The main design feature of this machine is software operating principle.

The principle of a program stored in computer memory is considered the most important idea in modern computer architecture. The essence of the idea is that:

The calculation program is entered into the computer memory and stored in it along with the original numbers;

The commands that make up the program are presented in a numeric code in a form no different from numbers.

Babbage machine calculation programs compiled by Byron's daughter Ada Augusta Lovelace(1815-1852), are strikingly similar to the programs subsequently compiled for the first computers. A wonderful woman was named the world's first programmer.

Despite all the efforts of C. Babbage and A. Lovelace, the machine could not be built... Contemporaries, not seeing a concrete result, were disappointed in the scientist’s work. He was ahead of his time.

Another outstanding Englishman who lived in the same years turned out to be misunderstood - George Boole(1815-1864). The algebra of logic he developed (Boole algebra) found application only in the next century, when a mathematical apparatus was needed to design computer circuits using the binary number system. An American scientist “connected” mathematical logic with the binary number system and electrical circuits Claude Shannon in his famous dissertation (1936).

63 years after the death of Charles Babbage, “someone” was found who took upon himself the task of creating a machine similar in principle to the one to which Charles Babbage devoted his life. It turned out to be a German student Konrad Zuse(1910-1985). He began work on creating the machine in 1934, a year before receiving his engineering diploma. Conrad knew nothing about Babbage's machine, nor about the works of Leibniz, nor about Boole's algebra, however, he turned out to be a worthy heir to W. Leibniz and J. Boole, since he brought back to life the already forgotten binary calculus system, and used something like Boolean algebra. IN 1937 the Z1 (which stood for "Zuse 1") was ready and working! It was, like Babbage's machine, purely mechanical.

K. Zuse set several milestones in the history of computer development: he was the first in the world to use the binary number system when building a computer (1937), created the world's first program-controlled relay computer (1941) and a digital specialized control computer ( 1943).

These truly brilliant achievements, however, did not have a significant impact on the development of computer technology in the world... There were no publications about them or any advertising due to the secrecy of the work, and therefore they became known only a few years after the end of World War II war.

Events in the USA developed differently. IN 1944 Harvard University scientist Howard Aiken(1900-1973) creates the first in the USA (at that time it was considered the first in the world!) relay-mechanical digital computer MARK-1. The machine used the decimal number system. A remarkable quality of the car was its reliability. Installed at Harvard University, she worked there for 16 years!

Following MARK-1, the scientist creates three more machines (MARK-2, MARK-3 and MARK-4) - also using relays rather than vacuum tubes, explaining this by the unreliability of the latter.

Unlike Zuse’s work, which was carried out in secrecy, the development of MARK1 was carried out openly, and the creation of a machine that was unusual at that time was quickly learned in many countries. It’s no joke, in one day the machine performed calculations that previously took six months! The daughter of K. Zuse, who worked in military intelligence and was in Norway at that time, sent her father a newspaper clipping reporting on the grandiose achievement of the American scientist.
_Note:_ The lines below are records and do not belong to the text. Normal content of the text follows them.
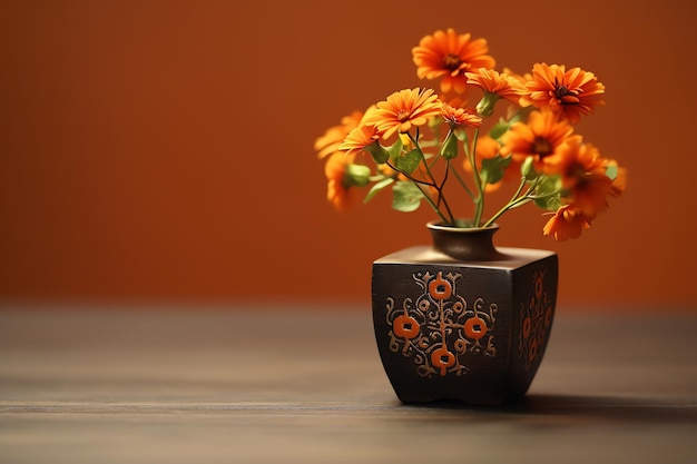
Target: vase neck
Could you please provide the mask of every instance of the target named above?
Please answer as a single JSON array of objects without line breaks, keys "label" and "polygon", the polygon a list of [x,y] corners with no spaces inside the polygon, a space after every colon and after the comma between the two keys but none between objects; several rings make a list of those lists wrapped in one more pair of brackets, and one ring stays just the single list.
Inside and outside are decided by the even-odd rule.
[{"label": "vase neck", "polygon": [[462,228],[435,221],[426,224],[431,231],[433,248],[453,259],[489,261],[501,259],[502,255],[493,246],[493,235],[498,225],[481,228]]}]

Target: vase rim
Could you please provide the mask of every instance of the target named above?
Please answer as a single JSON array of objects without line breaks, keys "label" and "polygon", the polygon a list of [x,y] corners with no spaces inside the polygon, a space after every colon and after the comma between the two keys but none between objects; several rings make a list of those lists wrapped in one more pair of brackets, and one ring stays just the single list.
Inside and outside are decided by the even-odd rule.
[{"label": "vase rim", "polygon": [[452,233],[468,234],[481,230],[498,230],[499,224],[493,223],[487,227],[458,227],[449,224],[443,224],[442,220],[430,220],[426,223],[426,227],[432,230],[448,230]]}]

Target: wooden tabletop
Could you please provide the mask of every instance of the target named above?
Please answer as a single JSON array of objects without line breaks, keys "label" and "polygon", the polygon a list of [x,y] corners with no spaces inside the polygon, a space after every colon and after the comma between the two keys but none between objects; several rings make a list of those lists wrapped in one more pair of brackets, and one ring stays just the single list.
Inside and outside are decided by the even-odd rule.
[{"label": "wooden tabletop", "polygon": [[697,463],[697,317],[560,308],[472,408],[401,404],[370,308],[0,308],[0,463],[436,462]]}]

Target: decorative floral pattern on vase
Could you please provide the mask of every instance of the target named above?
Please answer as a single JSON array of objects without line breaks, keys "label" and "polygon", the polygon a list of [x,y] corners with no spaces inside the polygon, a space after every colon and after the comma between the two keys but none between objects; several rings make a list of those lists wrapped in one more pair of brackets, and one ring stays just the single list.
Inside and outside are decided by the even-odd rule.
[{"label": "decorative floral pattern on vase", "polygon": [[528,302],[520,304],[520,342],[518,357],[528,371],[542,353],[547,335],[552,325],[553,300],[544,288],[547,269],[540,269],[532,276],[532,294]]},{"label": "decorative floral pattern on vase", "polygon": [[468,356],[497,354],[497,304],[487,304],[483,298],[468,304],[458,293],[461,277],[452,272],[415,273],[420,295],[405,297],[401,305],[386,298],[390,349],[413,357],[421,376],[462,375],[468,372]]}]

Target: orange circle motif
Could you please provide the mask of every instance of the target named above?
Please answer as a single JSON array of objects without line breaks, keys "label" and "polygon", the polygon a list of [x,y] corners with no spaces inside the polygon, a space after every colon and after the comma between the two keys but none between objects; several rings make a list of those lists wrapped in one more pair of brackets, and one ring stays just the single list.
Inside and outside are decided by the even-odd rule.
[{"label": "orange circle motif", "polygon": [[441,375],[445,375],[448,373],[448,367],[455,364],[455,355],[450,353],[444,346],[441,346],[431,353],[431,363],[433,364],[433,367],[440,367]]},{"label": "orange circle motif", "polygon": [[443,273],[438,273],[429,283],[429,294],[435,299],[448,299],[452,295],[452,284],[443,278]]},{"label": "orange circle motif", "polygon": [[394,319],[393,323],[394,335],[404,339],[412,339],[419,336],[421,327],[419,322],[411,316],[402,314]]}]

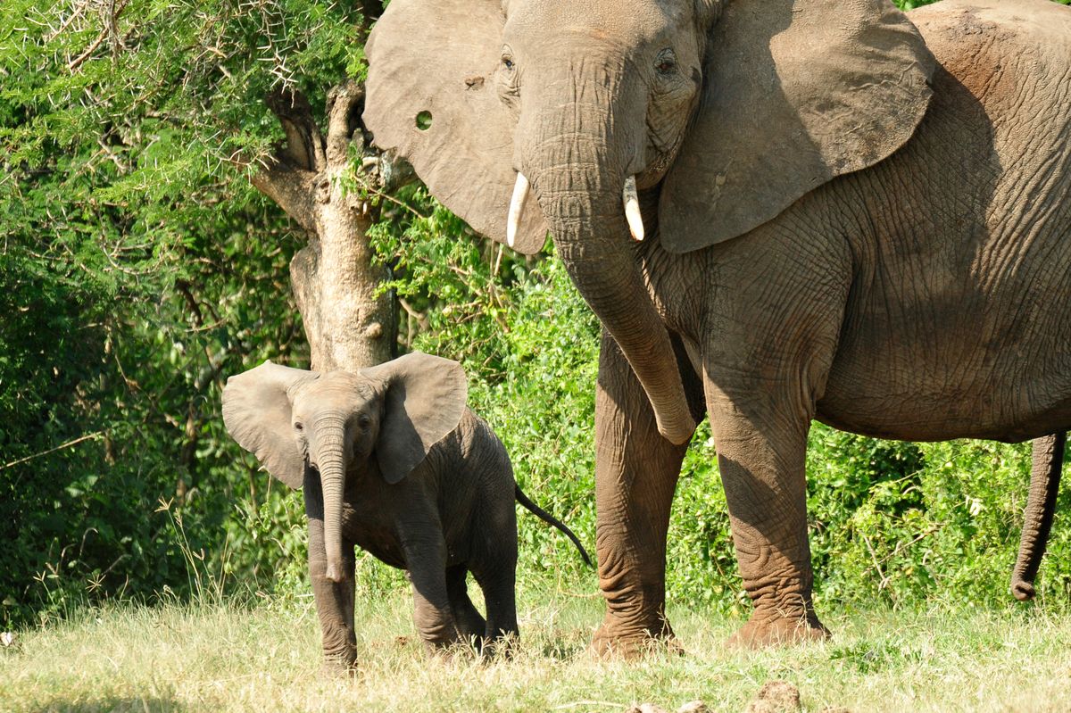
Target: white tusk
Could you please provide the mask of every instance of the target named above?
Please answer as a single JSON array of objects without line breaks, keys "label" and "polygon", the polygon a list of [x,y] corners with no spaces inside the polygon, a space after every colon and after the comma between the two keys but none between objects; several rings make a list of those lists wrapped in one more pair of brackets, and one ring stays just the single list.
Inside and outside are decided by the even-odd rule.
[{"label": "white tusk", "polygon": [[517,183],[513,186],[513,198],[510,200],[510,214],[506,219],[506,243],[513,247],[517,239],[517,227],[521,225],[521,213],[525,210],[525,201],[528,199],[528,179],[521,171],[517,171]]},{"label": "white tusk", "polygon": [[624,182],[624,217],[629,221],[629,231],[637,242],[644,239],[644,215],[639,212],[639,196],[636,193],[636,177],[630,176]]}]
K. Zuse could triumph. He was in many ways ahead of his emerging opponent. Later he will send him a letter and tell him about it.

At first 1946 the first tube computer “ENIAC”, created under the guidance of a physicist, began to consider real problems Jon Mauchly(1907-1986) at the University of Pennsylvania. It was more impressive in size than MARK-1: 26 m long, 6 m high, weighing 35 tons. But it was not the size that was striking, but the performance - it was 1000 times higher than the performance of MARK-1! This was the result of using vacuum tubes!
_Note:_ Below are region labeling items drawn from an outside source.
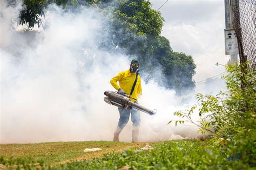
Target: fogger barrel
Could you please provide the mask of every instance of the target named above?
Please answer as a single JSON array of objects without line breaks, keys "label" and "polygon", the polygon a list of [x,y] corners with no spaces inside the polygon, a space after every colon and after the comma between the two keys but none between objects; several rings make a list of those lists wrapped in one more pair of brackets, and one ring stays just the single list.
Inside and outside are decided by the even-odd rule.
[{"label": "fogger barrel", "polygon": [[156,109],[151,110],[142,105],[132,102],[130,101],[130,97],[127,95],[123,96],[112,91],[106,91],[104,92],[104,95],[106,96],[106,97],[104,97],[104,101],[106,103],[119,108],[123,108],[128,110],[130,109],[130,107],[132,107],[150,115],[153,115],[157,112]]}]

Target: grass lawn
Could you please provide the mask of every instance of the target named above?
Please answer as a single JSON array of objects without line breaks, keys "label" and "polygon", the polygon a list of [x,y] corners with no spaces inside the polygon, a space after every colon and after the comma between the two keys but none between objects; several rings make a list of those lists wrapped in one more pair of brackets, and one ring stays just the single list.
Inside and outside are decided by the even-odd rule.
[{"label": "grass lawn", "polygon": [[[225,152],[214,139],[146,143],[83,141],[2,145],[0,164],[26,169],[255,169],[254,164]],[[102,151],[84,153],[85,148]],[[242,155],[241,155],[242,157]],[[0,167],[1,168],[1,167]]]},{"label": "grass lawn", "polygon": [[[54,142],[29,144],[0,145],[0,164],[54,164],[97,158],[106,153],[122,152],[128,147],[142,147],[143,143],[130,143],[106,141]],[[86,148],[102,149],[85,153]]]}]

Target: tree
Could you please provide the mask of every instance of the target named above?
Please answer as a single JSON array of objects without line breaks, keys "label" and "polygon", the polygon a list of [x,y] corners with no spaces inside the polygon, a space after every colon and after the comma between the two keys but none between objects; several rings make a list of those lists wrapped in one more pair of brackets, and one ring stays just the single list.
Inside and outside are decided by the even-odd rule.
[{"label": "tree", "polygon": [[[64,8],[97,5],[110,16],[110,24],[103,28],[107,37],[101,40],[101,47],[109,51],[121,49],[140,61],[142,75],[152,73],[160,67],[165,86],[179,94],[185,89],[194,87],[192,79],[196,65],[191,55],[174,52],[169,41],[160,36],[164,18],[145,0],[24,0],[26,7],[21,12],[21,24],[29,28],[42,25],[41,17],[48,5],[55,3]],[[151,77],[150,77],[151,78]]]}]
In 1945, when work on the creation of ENIAC was being completed, and its creators were already developing a new electronic digital computer, EDVAK, in which they intended to place programs in RAM, in order to eliminate the main drawback of ENIAC - the difficulty of entering calculation programs, he was sent to them as a consultant outstanding mathematician, participant in the Manhattan atomic bomb project John von Neumann(1903-1957). IN 1946 Neyman, Goldstein and Burks (all three worked at the Princeton Institute for Advanced Study) compiled a report that contained an extensive and detailed description of the principles for constructing digital electronic computers, which are still followed today.

“Computer devices” - Usually people buy color inkjet printers for home. Annotation. Computer functions. Internet resources: www.sipc.ru.; www.compsupport.ru; Computer security. A modem is a device for accessing the Internet via a telephone line. MEOW!.. etc.). The Internet is a global system for transmitting and storing data. Don't be greedy!
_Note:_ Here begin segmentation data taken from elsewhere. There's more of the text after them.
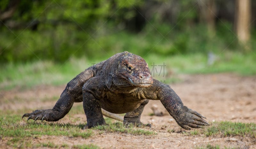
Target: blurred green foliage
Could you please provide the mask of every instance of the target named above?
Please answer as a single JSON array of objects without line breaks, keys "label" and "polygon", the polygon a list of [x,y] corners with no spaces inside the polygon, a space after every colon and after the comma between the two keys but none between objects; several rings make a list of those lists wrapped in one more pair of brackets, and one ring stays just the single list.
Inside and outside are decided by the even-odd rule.
[{"label": "blurred green foliage", "polygon": [[[0,1],[0,11],[10,9],[15,1]],[[0,22],[0,62],[63,62],[73,57],[102,60],[124,51],[144,57],[149,53],[242,51],[233,23],[217,22],[216,33],[210,33],[198,21],[196,2],[20,1],[11,17]],[[165,5],[174,6],[174,10],[164,11],[172,12],[171,17],[163,14]],[[167,17],[171,20],[165,19]],[[255,52],[256,33],[252,32],[249,47]]]}]

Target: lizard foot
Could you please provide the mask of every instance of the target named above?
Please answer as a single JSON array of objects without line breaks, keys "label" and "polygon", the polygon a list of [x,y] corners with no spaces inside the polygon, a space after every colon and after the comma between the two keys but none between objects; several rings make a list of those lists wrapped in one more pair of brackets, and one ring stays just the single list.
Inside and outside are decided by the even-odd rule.
[{"label": "lizard foot", "polygon": [[198,128],[202,128],[203,126],[209,126],[210,124],[202,118],[206,118],[196,111],[184,106],[180,116],[176,120],[182,128],[190,130],[190,127]]},{"label": "lizard foot", "polygon": [[28,121],[29,119],[32,119],[35,120],[35,122],[38,120],[41,120],[42,122],[44,120],[49,122],[57,121],[59,118],[58,119],[57,117],[53,116],[58,115],[56,114],[56,112],[52,109],[36,110],[33,111],[32,113],[24,114],[22,118],[28,117]]}]

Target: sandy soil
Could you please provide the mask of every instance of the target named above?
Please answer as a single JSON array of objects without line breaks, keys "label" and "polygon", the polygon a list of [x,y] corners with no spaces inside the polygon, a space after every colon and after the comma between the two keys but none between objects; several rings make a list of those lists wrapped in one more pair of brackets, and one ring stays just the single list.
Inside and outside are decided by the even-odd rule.
[{"label": "sandy soil", "polygon": [[[185,105],[206,117],[209,122],[228,121],[256,123],[256,77],[221,74],[183,75],[180,77],[182,82],[171,84],[171,87],[180,96]],[[16,89],[1,91],[0,109],[17,112],[24,109],[51,108],[56,101],[47,99],[56,97],[57,101],[65,87],[41,86],[25,90]],[[75,103],[74,106],[81,104]],[[157,105],[165,114],[162,117],[150,116],[150,114],[152,113],[150,108],[153,104]],[[85,116],[82,114],[71,117],[73,116],[81,118],[81,121],[76,123],[83,123],[85,120]],[[69,117],[71,116],[66,116],[57,123],[70,122]],[[26,122],[25,119],[23,121],[24,123]],[[203,135],[191,136],[182,133],[184,131],[189,132],[190,131],[181,129],[159,101],[150,101],[146,105],[141,121],[151,124],[151,129],[145,129],[154,131],[157,134],[146,136],[106,132],[99,133],[97,131],[93,131],[94,135],[87,139],[43,136],[33,139],[32,143],[53,141],[57,145],[65,143],[70,146],[92,143],[106,148],[188,148],[205,147],[208,144],[218,145],[221,148],[226,146],[256,148],[256,141],[246,136],[206,137]],[[171,133],[168,130],[174,131]],[[0,143],[3,145],[8,139],[2,140]]]}]

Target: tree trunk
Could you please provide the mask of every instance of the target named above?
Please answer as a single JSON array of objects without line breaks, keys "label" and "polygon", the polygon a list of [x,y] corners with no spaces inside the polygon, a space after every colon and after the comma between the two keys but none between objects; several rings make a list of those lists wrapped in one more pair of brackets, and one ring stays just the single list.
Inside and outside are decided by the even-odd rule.
[{"label": "tree trunk", "polygon": [[236,34],[238,40],[246,45],[250,39],[251,3],[251,0],[236,0]]},{"label": "tree trunk", "polygon": [[215,0],[197,0],[200,8],[200,19],[205,22],[210,36],[215,34],[216,6]]}]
“Internet Device” - Zvezda. The topic of the lesson is “Composition of the Internet.” Teleconferences. Storage of files with programs and data, accessible to the user via the network. Notice boards. Internet structure. Internet telephony. Regional network. Local networks. There are corporate, national and international global networks.

"The Art of Leonardo da Vinci" - Leonardo da Vinci was buried in the Castle of Amboise. End of life. "Annunciation". Leonardo da Vinci worked on a vertical take-off and landing apparatus. Leonardo planned to place a system of retractable staircases on the vertical “ornitottero”. The angel on the left (lower left corner) is the creation of Leonardo. Defeated teacher.

"The Works of Leonardo Da Vinci" - Inventions of Leonardo Da Vinci. New decorative works by Leonardo da Vinci. 1519 April 23. Leonardo in Amboise. 1517 October 1st. Life of Leonardo Da Vinci. MILAN AND FLORENCE 1507 Death of Francesco, uncle of Leonardo. Trouble about inheritance. 1507 October. Departure to Rome via Florence. Meeting of Francis I. 1515 December 8-15.

“Computer device” - a computer for computing. System software is divided into: Operating systems. A PC uses a structure with one common interface called the system bus. OSs were used for the first time to effectively manage computer resources. Software and hardware control. 1.7 External storage device. Poo. Slow response (cache miss).

"Leonardo da Vinci" - 1502 - enters the service of Cesare Borgia as an architect and military engineer. 1514-1516 - work on the painting “John the Baptist”. 1472-1477 - work on: “The Baptism of Christ”, “The Annunciation”, “Madonna with a Vase”. 1503 - return to Florence. 1509 - painting in St. Anne's Cathedral. 1503 - paintings “The Battle of Andjaria (at Anghiari)” and “Mona Lisa”.

The need for automatic calculation arose in the Middle Ages due to the sharp increase in trade operations and oceanic shipping during this period. Trade required large financial transactions, and shipping required reliable navigation tables.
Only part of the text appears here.